Кэт вела себя так, будто его не было.

– Послушай, – настойчиво проговорил Трэвис, – мы заведем другого ребенка. Кэт? Ты слышишь меня?

Она слышала, но голос доносился издалека, и холод оцепенения заглушал его. Этот голос почти не прорывался сквозь тишину, поглотившую Кэт.

Трэвис напрягся, чувствуя, что Кэт безвозвратно ускользает от него, и снова прижал ее к груди.

– Я знаю, ты ненавидишь меня. – Голос Трэвиса срывался. – Я вернулся к тебе слишком поздно. Если ты не хочешь ребенка от меня, пусть это будет ребенок от другого мужчины. Скажи хоть что-нибудь, Кэт, хоть одно слово, но только не будь такой безучастной. Кричи и ругай меня, я заслужил это. Или заплачь. Слезы помогут тебе.

Но Кэт лежала все так же молча и неподвижно.

Трэвис с ужасом смотрел на нее, не веря в то, что держит на руках живую женщину. Ему казалось, что Кэт здесь нет. Как ни вглядывался Трэвис в лицо Кэт, он не узнавал ту, в ком так недавно кипели страсть и ум, ту, которая стала его частью. Он не узнавал женщину, чья пылкая злость опаляла его с того дня, когда Кэт сказала ему, как ничтожно мало можно купить за деньги.

Слишком мало. Слишком поздно.

Теперь Кэт полностью ушла в себя, и ничто не возвращало ее к жизни.

Трэвис с состраданием и нежностью поцеловал разметавшиеся каштановые волосы Кэт.

– Ты сейчас подавлена, но через несколько дней тебе обязательно станет лучше. Ты возьмешь свои фотоаппараты и снимешь волны, рождающиеся в океане и проходящие тысячи миль только для того, чтобы коснуться твоих ног. – Трэвис провел губами по щеке Кэт. – Быстрые волны, волны удачи. Я многому научился у них, но, увы, слишком поздно.

– Я продала все свои камеры, – безжизненным голосом сказала она.

– Кэт!.. – воскликнул он, не веря своим ушам. В этом возгласе прозвучали боль и глубокое сострадание.

Трэвису незачем было спрашивать, почему Кэт продала фотоаппараты – свою единственную отраду. Он слишком хорошо знал причину и помнил свои холодные слова: “Если тебе так уж нужны деньги, ты всегда можешь продать что-нибудь из своего фотооборудования. У тебя его хватит на трех фотографов”.

Но Кэт рассталась с частью своей жизни, со своим будущим, лишь бы отвоевать немного времени у неумолимой судьбы и сохранить его ребенка.

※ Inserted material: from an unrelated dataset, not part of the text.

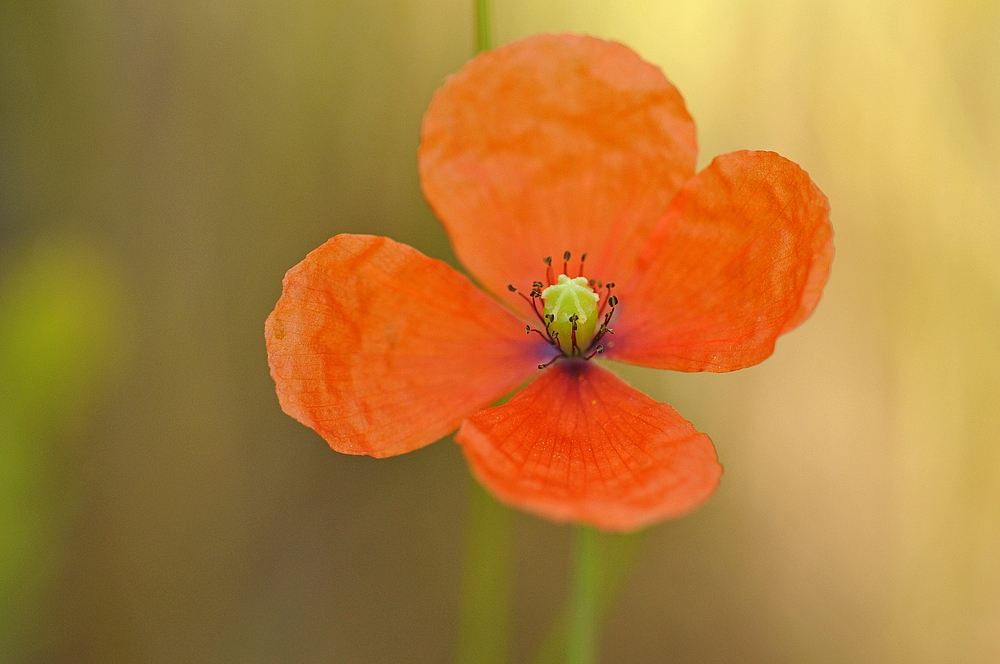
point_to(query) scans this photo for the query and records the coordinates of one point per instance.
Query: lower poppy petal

У отца у этого ребенка было много денег, но ни капли доверия.

А ведь Трэвис отдал бы за этого младенца все сокровища мира.

Слишком мало. Слишком поздно. Кэт выскользнула из рук Трэвиса, повернулась к нему спиной и уставилась в стену невидящими глазами.

Дрожащей рукой он провел по ее неподвижному лицу, вспомнив при этом раскрасневшиеся от волнения щеки, затуманенные страстью серые глаза, нежные прикосновения и смех. И тут Трэвиса словно молния поразила очевидная и неоспоримая истина.

Она любила его!

“Ты веришь в чудо? Я беременна, любимый. Беременна! У нас будет ребенок! Трэвис, дорогой, любимый, наш ребенок!”

Трэвис долгое время сидел неподвижно, постигая непоправимость своей утраты… ее утраты… их утраты. Только его рука с бесконечным терпением гладила волосы Кэт.

Он больше не повторял ее имени…

* * *

Когда на следующий день Кэт открыла глаза, Трэвис был рядом, как и всегда, – ночью и днем, – с тех пор как вынес ее и Джейсона из штормовых волн. После того как Кэт сказала ему, что продала свои фотоаппараты, Трэвис молчал, ни о чем не просил ее и даже не утешал.

Он просто был здесь.

Кэт не замечала его. Она не знала, что ему нужно от нее, и не желала этого знать. Его присутствие могло вывести ее из оцепенения, а только эта защитная реакция позволяла Кэт продержаться. Она бы справилась со всеми другими напастями, но только не с Трэвисом.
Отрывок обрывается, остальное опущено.